The embodiment will be described below based on FIG. 2. In the figure, 25 is an electric furnace for controlling arsenic pressure; 26. ．． 26 is an arsenic gas sealed container, 27 is a shaft seal made of boron oxide, 28 is a quartz lot or quartz filter for internal observation, and 29 is a pulled shirt 1 to . 30 is boron oxide for sealing arsenic gas, 31 is a heater, 32 is a crucible, 33 is an arsenic compound melt, 34 is an arsenic compound single crystal, 35 is a pedestal, 36 is an inert gas introduction system, 37 is a vacuum exhaust system, 38 is crucible rotation @.

Example 1 Special gas-impermeable carbon was used as the arsenic gas sealed containers 26 and 26', and boron oxide 2 for shaft sealing was used for the shaft seals of the pulling shafts 11 to 29 and the crucible rotating shaft 38.
7 was used.

Boron oxide 30 for sealing arsenic gas is used to seal the opening larger than the crucible, which is necessary to take out the crucible 32.

In this sealing means, the arsenic gas sealed container 26-(
The seal can be freely sealed by turning the lower chamber upward. Furthermore, the structure is such that the crucible 32 can be moved up and down independently of the arsenic gas sealed container 26, 26=.

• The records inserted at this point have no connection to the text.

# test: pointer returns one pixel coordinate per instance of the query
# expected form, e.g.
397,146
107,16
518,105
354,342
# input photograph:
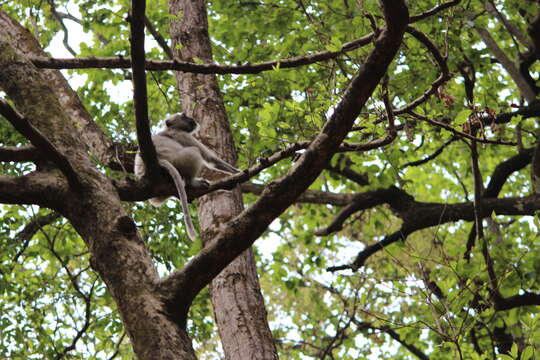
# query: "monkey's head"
181,122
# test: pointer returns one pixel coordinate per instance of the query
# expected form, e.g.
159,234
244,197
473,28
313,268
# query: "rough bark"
96,212
91,134
236,296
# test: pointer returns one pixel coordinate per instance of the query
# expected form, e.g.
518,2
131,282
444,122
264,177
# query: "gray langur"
183,157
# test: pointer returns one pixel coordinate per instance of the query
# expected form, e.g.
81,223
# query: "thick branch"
509,26
87,130
42,143
441,62
457,132
241,232
308,196
432,156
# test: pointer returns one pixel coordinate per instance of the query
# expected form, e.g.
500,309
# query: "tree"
391,170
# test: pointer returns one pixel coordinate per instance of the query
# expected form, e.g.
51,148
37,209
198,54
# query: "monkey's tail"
181,189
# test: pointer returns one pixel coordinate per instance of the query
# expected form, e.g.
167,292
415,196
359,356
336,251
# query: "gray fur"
183,157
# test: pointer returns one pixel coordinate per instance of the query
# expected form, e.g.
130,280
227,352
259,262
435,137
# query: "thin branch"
140,97
309,196
122,62
25,153
361,202
60,21
348,173
497,180
37,139
160,40
457,132
433,11
419,215
394,335
526,91
441,62
28,232
510,27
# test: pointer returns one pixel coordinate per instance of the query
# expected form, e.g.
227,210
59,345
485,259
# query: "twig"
19,153
122,62
140,97
457,132
160,40
433,11
432,156
441,62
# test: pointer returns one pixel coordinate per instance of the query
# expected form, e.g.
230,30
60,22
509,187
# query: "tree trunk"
118,254
236,297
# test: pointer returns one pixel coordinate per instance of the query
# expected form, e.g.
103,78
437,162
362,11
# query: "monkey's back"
187,160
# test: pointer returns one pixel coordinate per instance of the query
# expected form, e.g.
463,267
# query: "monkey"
183,157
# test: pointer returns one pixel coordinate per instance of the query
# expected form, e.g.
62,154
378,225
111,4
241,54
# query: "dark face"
181,122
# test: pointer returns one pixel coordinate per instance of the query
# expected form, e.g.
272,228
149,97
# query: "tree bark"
117,252
237,301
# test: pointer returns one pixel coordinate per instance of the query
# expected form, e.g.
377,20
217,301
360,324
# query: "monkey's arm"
214,161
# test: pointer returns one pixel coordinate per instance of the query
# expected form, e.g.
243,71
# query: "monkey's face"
181,122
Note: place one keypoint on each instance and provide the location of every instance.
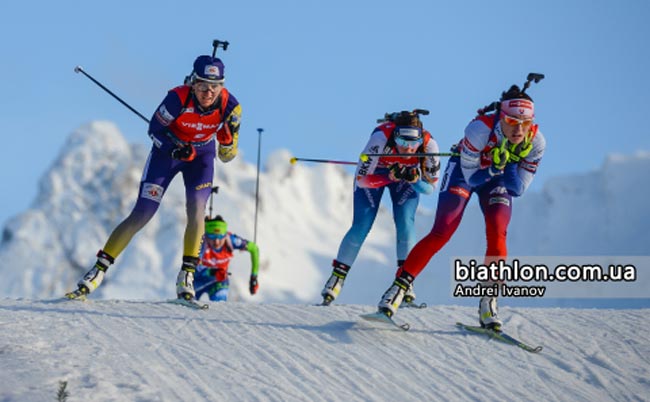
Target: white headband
(514, 107)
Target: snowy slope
(305, 210)
(122, 350)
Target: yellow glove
(519, 151)
(228, 152)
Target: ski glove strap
(253, 285)
(500, 156)
(519, 151)
(228, 152)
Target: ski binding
(380, 317)
(500, 336)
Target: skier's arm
(365, 174)
(518, 176)
(476, 137)
(228, 133)
(430, 169)
(165, 114)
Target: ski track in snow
(112, 350)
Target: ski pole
(364, 157)
(214, 190)
(257, 181)
(219, 43)
(294, 160)
(78, 69)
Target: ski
(189, 303)
(76, 295)
(413, 305)
(500, 336)
(327, 300)
(380, 317)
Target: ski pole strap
(294, 160)
(364, 157)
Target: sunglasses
(408, 143)
(513, 121)
(216, 236)
(408, 137)
(203, 86)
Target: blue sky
(316, 75)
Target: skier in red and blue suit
(405, 177)
(499, 156)
(183, 129)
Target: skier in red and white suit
(499, 156)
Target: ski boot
(334, 284)
(392, 298)
(409, 299)
(93, 278)
(185, 279)
(487, 313)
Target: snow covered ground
(120, 350)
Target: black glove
(399, 172)
(253, 285)
(185, 153)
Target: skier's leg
(496, 205)
(197, 176)
(366, 204)
(158, 172)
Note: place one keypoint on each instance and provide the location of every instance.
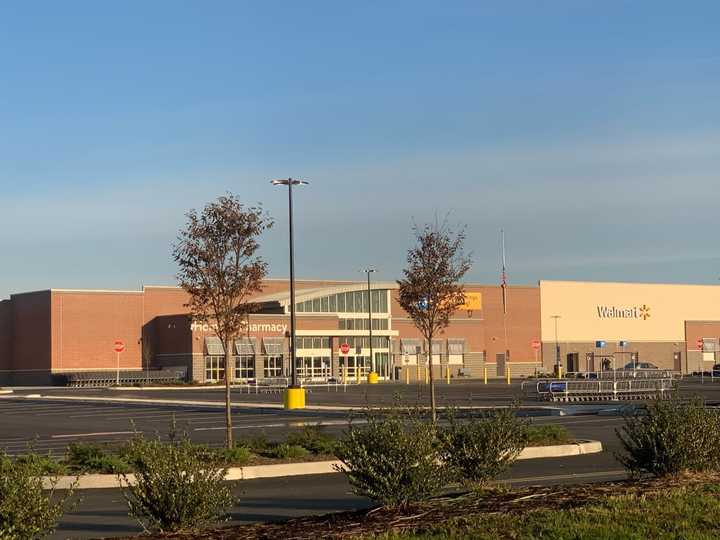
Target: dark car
(640, 365)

In the crucible 32 of such a device, Ca As 2 K+1,
As150. The arsenic compound single crystal 34 was pulled up by charging S i 006 g, and the EPD and carrier concentration of the wafer were measured. EPD is E for center part 40φ
P D 2000/c+u or less, outside of that is 20
It was about 00-10000/c duck 2. On the other hand, the carrier concentration was 1×10 8 /C1 or more, and inbo 1- was grown which could be used satisfactorily as a substrate for a semiconductor laser.

No deformation was observed in the tube, and it could be used repeatedly.

Furthermore, the inside of the container could be clearly observed using the quartz rod 28 for internal observation.

Example 2 A glass-impermeable alumina-based oxide was used as the cover for the arsenic gas sealed container 26.26, and the structure was the same as in Example 1.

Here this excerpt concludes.